President Donald Trump speaks to military families at Fort Bragg in North Carolina, Feb. 13, 2026.
HARTFORD, Conn. - The Trump administration has added tiny Connecticut to the list of states it has sued over “sanctuary” policies prohibiting local law enforcement officers from cooperating with federal authorities seeking to detail illegal immigrants.
The Justice Department recently sued Connecticut and the City of New Haven, claiming state law and city policies illegally interfere with federal law enforcement. The Connecticut Trust Act, passed in 2013, generally bars state and city police from communicating with federal immigration officers or detaining illegal aliens at their request.
“Connecticut has no lawful interest in assisting removable aliens to evade federal law enforcement,” the Justice Department said in the lawsuit filed last week in federal court in Connecticut. The Trump administration also has sued Minnesota, Colorado, Illinois, New York and cities including Los Angeles, New York and Rochester.
The government also sued New Haven Mayor Justin Elicker, saying he issued an executive order in 2020 prohibiting city police from disclosing “confidential information,” including immigration status, to Immigration and Customs Enforcement agents.
Elicker and Connecticut Attorney General William Tong responded by saying they were protecting the public by ensuring all residents feel safe going to the police, sending their children to school and seeking medical care.
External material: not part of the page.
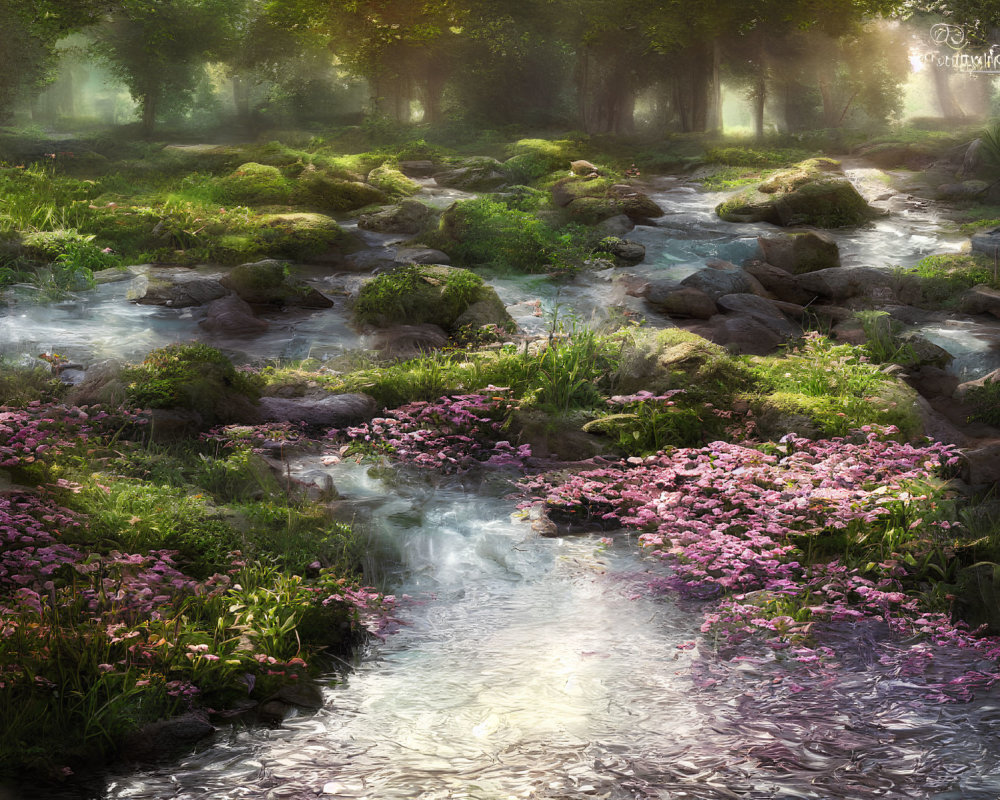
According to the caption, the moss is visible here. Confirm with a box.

“If any individual commits a violent crime in New Haven, we’re committed to arresting them and bringing them to justice, regardless of their immigration status,” Elicker said in a news release. “We are confident we are on the right side of the law – and, equally important, we are confident we are on the right side of history.”
“Connecticut is not a `sanctuary’ state, whatever that means,” said AG Tong. “This term is meaningless and has no basis in Connecticut law.”
The Trust Act was amended to allow local police to detain prisoners convicted of certain serious crimes including manslaughter, sexual assault and possession of child sexual abuse material. But it still generally prohibits state and local officers from giving federal agents access to aliens in jail, the Trump administration said.
“Such blatant disregard for federal laws that have been on the books for decades is not merely a political disagreement or passive abstention; it is deliberate, disruptive action that jeopardizes the public safety of all Americans,” the Justice Dept. lawsuit states, seeking injunctions against state and New Haven policies.
Connecticut AG Tong said in March: “ICE detainer requests are just that: requests. They do not carry the weight of a warrant, and they impose no legal obligation for local law enforcement to detain, arrest, or jail someone.”